Clonazepam

• Seizure Disorders
• Panic Disorder
• Lennox-Gastaut Syndrome
• Myoclonic Seizures

Clonazepam is a benzodiazepine medication used primarily for the treatment of seizure disorders and panic disorder. This long-acting benzodiazepine provides effective control of various seizure types and offers anxiolytic properties for panic attacks, though its use requires careful consideration of dependence and withdrawal risks.

Mechanism of Action

Clonazepam enhances the effect of the inhibitory neurotransmitter gamma-aminobutyric acid (GABA) at the GABA-A receptor. By binding to a specific site on the GABA-A receptor complex (distinct from the GABA binding site), clonazepam increases the frequency of chloride channel opening when GABA binds, leading to increased neuronal inhibition. This results in anticonvulsant, anxiolytic, muscle relaxant, and sedative effects. Clonazepam has particularly potent anticonvulsant activity, making it useful for multiple seizure types including absence seizures, myoclonic seizures, and akinetic seizures. Its long half-life (30-40 hours) provides sustained therapeutic effects.

Available Formulations

Clonazepam is available as oral tablets (0.5 mg, 1 mg, 2 mg) and orally disintegrating tablets (0.125 mg, 0.25 mg, 0.5 mg, 1 mg, 2 mg). The orally disintegrating tablets dissolve on the tongue without water. Clonazepam is a Schedule IV controlled substance due to its potential for abuse and dependence. Generic formulations are widely available.

Medical Uses

Clonazepam is FDA-approved for the treatment of Lennox-Gastaut syndrome (petit mal variant), akinetic seizures, myoclonic seizures, absence seizures (when succinimides fail), and panic disorder with or without agoraphobia. Off-label uses include other anxiety disorders, restless legs syndrome, REM sleep behavior disorder, acute mania, tardive dyskinesia, and essential tremor. It is often used as adjunctive therapy in complex seizure disorders.

Dosing Guidelines

For seizure disorders in adults, treatment typically starts at 0.5 mg three times daily, increasing by 0.5-1 mg every 3 days until seizures are controlled or side effects occur. Maintenance doses range from 1-20 mg daily in divided doses. For panic disorder, the starting dose is 0.25 mg twice daily, increasing to a target of 1 mg daily after 3 days. Maximum dose for panic is 4 mg daily. Pediatric dosing is weight-based: 0.01-0.03 mg/kg/day initially, not exceeding 0.05 mg/kg/day in divided doses. Elderly patients should start at lower doses.

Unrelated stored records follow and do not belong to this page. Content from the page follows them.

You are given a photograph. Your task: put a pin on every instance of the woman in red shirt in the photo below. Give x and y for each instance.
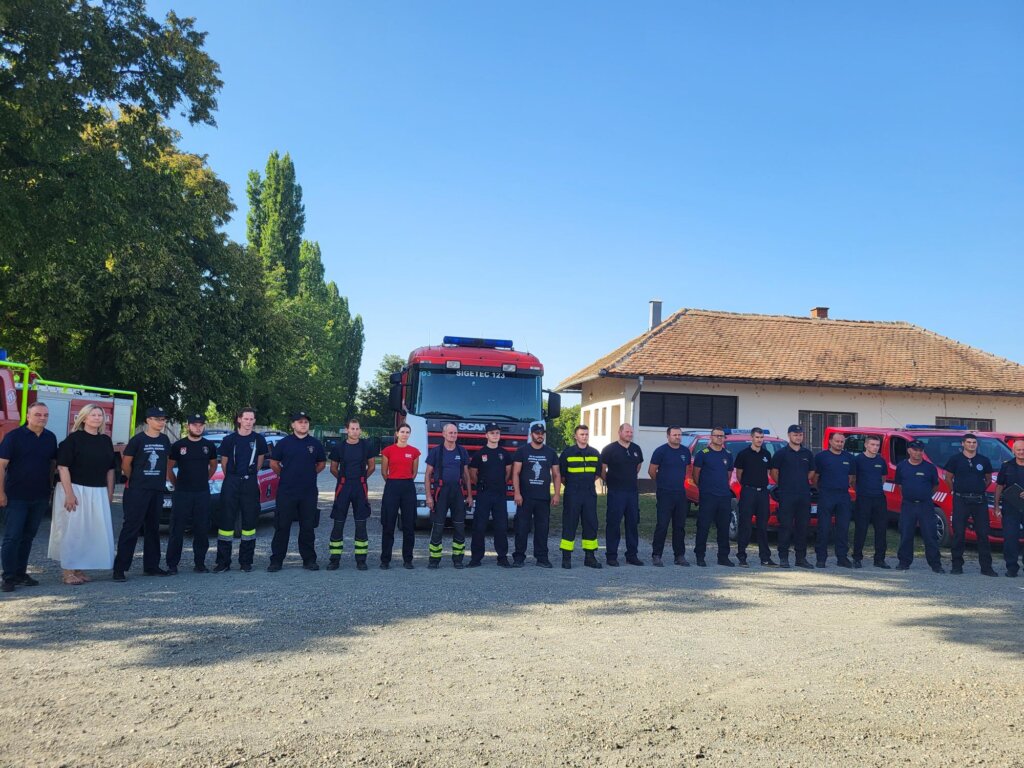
(398, 467)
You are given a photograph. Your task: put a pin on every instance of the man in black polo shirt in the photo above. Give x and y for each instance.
(753, 464)
(144, 463)
(1010, 491)
(669, 465)
(195, 458)
(969, 474)
(791, 471)
(489, 471)
(535, 468)
(297, 459)
(620, 466)
(28, 460)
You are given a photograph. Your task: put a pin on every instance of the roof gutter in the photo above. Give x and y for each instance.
(633, 402)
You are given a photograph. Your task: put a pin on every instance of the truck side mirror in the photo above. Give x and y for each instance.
(554, 404)
(394, 397)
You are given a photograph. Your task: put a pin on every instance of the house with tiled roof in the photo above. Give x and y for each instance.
(702, 368)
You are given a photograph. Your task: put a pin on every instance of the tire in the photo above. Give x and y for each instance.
(944, 535)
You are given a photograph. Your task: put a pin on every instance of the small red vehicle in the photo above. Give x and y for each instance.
(735, 440)
(940, 443)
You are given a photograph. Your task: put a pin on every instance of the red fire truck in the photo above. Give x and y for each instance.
(469, 382)
(940, 443)
(19, 387)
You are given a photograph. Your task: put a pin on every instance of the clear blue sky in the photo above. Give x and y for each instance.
(539, 170)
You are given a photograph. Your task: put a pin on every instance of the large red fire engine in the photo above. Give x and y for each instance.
(469, 382)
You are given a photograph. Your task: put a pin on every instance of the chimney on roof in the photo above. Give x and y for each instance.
(655, 313)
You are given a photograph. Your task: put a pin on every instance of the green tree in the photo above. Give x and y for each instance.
(313, 354)
(561, 429)
(374, 408)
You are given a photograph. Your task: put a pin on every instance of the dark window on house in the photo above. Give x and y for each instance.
(972, 425)
(814, 423)
(693, 411)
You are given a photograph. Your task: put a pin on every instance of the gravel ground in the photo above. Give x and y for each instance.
(489, 667)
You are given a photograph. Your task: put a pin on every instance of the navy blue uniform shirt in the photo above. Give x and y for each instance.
(916, 480)
(716, 468)
(489, 465)
(29, 468)
(535, 474)
(970, 475)
(351, 458)
(794, 467)
(451, 462)
(834, 470)
(622, 464)
(242, 452)
(672, 464)
(755, 465)
(192, 459)
(298, 457)
(148, 465)
(870, 475)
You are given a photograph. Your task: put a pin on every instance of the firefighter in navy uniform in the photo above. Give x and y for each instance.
(242, 456)
(489, 470)
(448, 481)
(1012, 508)
(297, 459)
(580, 466)
(351, 462)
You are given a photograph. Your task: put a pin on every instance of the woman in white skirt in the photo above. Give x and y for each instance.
(81, 534)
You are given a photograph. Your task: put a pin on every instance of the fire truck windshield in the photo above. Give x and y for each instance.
(478, 394)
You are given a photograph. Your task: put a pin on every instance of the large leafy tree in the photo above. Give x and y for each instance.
(312, 355)
(374, 408)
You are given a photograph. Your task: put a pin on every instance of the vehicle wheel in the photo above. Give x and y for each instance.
(942, 528)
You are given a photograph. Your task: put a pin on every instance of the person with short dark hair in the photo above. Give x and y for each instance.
(297, 459)
(869, 470)
(489, 471)
(753, 465)
(792, 469)
(669, 465)
(919, 480)
(712, 472)
(535, 469)
(352, 462)
(621, 462)
(448, 484)
(242, 455)
(834, 473)
(579, 467)
(144, 464)
(399, 464)
(1009, 505)
(969, 473)
(189, 467)
(28, 460)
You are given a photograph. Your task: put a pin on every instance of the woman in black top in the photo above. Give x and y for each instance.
(81, 532)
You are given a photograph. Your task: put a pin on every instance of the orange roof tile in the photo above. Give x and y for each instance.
(706, 345)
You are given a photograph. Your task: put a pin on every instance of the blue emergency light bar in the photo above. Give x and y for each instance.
(468, 341)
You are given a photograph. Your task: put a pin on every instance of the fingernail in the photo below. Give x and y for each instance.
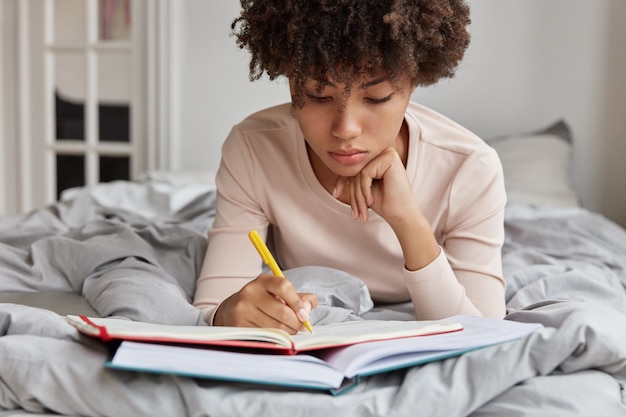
(303, 315)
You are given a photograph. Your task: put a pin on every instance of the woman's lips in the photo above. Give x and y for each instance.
(348, 157)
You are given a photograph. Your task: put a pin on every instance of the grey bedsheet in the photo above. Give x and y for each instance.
(565, 269)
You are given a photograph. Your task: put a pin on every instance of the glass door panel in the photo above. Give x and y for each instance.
(69, 21)
(114, 88)
(69, 101)
(115, 20)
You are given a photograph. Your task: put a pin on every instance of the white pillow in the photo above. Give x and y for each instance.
(537, 167)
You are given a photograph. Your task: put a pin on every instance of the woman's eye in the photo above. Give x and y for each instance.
(379, 100)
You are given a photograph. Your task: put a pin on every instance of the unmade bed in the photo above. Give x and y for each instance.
(133, 250)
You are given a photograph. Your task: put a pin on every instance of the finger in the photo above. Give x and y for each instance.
(340, 185)
(357, 199)
(353, 203)
(284, 290)
(309, 298)
(364, 189)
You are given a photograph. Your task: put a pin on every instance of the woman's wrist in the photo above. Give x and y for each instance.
(419, 246)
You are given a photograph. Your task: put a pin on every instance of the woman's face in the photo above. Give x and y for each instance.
(346, 131)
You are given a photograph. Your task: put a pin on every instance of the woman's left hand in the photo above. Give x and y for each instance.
(383, 186)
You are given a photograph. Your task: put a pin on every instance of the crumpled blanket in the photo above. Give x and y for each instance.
(563, 269)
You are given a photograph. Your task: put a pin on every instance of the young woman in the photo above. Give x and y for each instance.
(353, 175)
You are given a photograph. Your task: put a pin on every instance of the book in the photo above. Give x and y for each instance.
(334, 370)
(333, 335)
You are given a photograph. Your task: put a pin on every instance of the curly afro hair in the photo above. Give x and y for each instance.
(340, 39)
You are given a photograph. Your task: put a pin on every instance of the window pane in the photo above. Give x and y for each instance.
(69, 21)
(69, 69)
(114, 168)
(114, 87)
(115, 20)
(70, 172)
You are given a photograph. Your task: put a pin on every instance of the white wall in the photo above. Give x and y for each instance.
(8, 115)
(531, 62)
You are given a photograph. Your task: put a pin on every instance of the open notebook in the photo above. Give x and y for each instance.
(332, 369)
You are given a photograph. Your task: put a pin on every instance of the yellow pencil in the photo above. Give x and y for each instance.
(267, 257)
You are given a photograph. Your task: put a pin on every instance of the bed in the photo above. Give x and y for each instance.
(133, 250)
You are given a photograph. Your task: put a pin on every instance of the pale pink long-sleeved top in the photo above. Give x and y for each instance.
(265, 178)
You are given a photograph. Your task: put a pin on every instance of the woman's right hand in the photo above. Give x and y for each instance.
(266, 301)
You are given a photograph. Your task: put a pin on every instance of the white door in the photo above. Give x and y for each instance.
(92, 85)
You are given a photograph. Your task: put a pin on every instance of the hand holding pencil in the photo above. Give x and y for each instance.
(269, 300)
(267, 257)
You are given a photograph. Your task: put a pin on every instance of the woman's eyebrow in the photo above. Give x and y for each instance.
(323, 83)
(373, 82)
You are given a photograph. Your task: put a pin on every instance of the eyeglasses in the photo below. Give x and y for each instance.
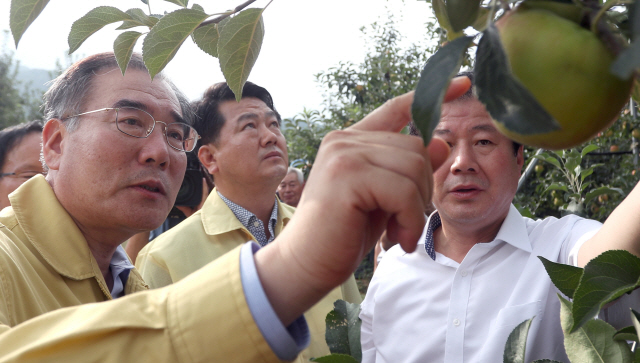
(23, 174)
(139, 123)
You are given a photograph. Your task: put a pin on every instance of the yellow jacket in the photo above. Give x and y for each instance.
(48, 278)
(210, 233)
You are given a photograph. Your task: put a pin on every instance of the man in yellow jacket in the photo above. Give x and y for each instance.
(246, 152)
(115, 148)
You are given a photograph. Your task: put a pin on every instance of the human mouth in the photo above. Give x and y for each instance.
(150, 187)
(466, 191)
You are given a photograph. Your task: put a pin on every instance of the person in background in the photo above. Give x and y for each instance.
(290, 188)
(245, 151)
(20, 147)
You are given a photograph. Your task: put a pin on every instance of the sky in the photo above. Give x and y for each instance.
(302, 38)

Important Safety Information

Clonazepam carries a boxed warning regarding concomitant use with opioids, which can result in profound sedation, respiratory depression, coma, and death. The medication has significant potential for dependence and withdrawal; abrupt discontinuation can cause seizures even in patients taking it for non-seizure indications. Withdrawal should be gradual (0.125 mg twice daily reduction every 3 days). Paradoxical reactions (increased anxiety, aggression) may occur. Use is contraindicated in acute narrow-angle glaucoma and significant liver disease.

Drug Interactions

Concurrent use with opioids, alcohol, or other CNS depressants increases sedation and respiratory depression risk. CYP3A4 inhibitors (ketoconazole, fluvoxamine) can increase clonazepam levels. CYP3A4 inducers (phenytoin, carbamazepine, rifampin) can decrease levels. Clonazepam may increase phenytoin levels. Caution is needed with other psychotropic medications. Alcohol should be avoided.

Special Populations

Clonazepam is associated with an increased risk of congenital malformations when used during the first trimester (Category D). Use during late pregnancy may cause neonatal withdrawal or floppy infant syndrome. It is excreted in breast milk; breastfeeding is not recommended. Safety and efficacy have been established in pediatric patients for seizure disorders but not for panic disorder. Elderly patients are more sensitive to benzodiazepines and should use lower doses. Dose reduction is recommended in hepatic impairment; use is contraindicated in severe hepatic disease.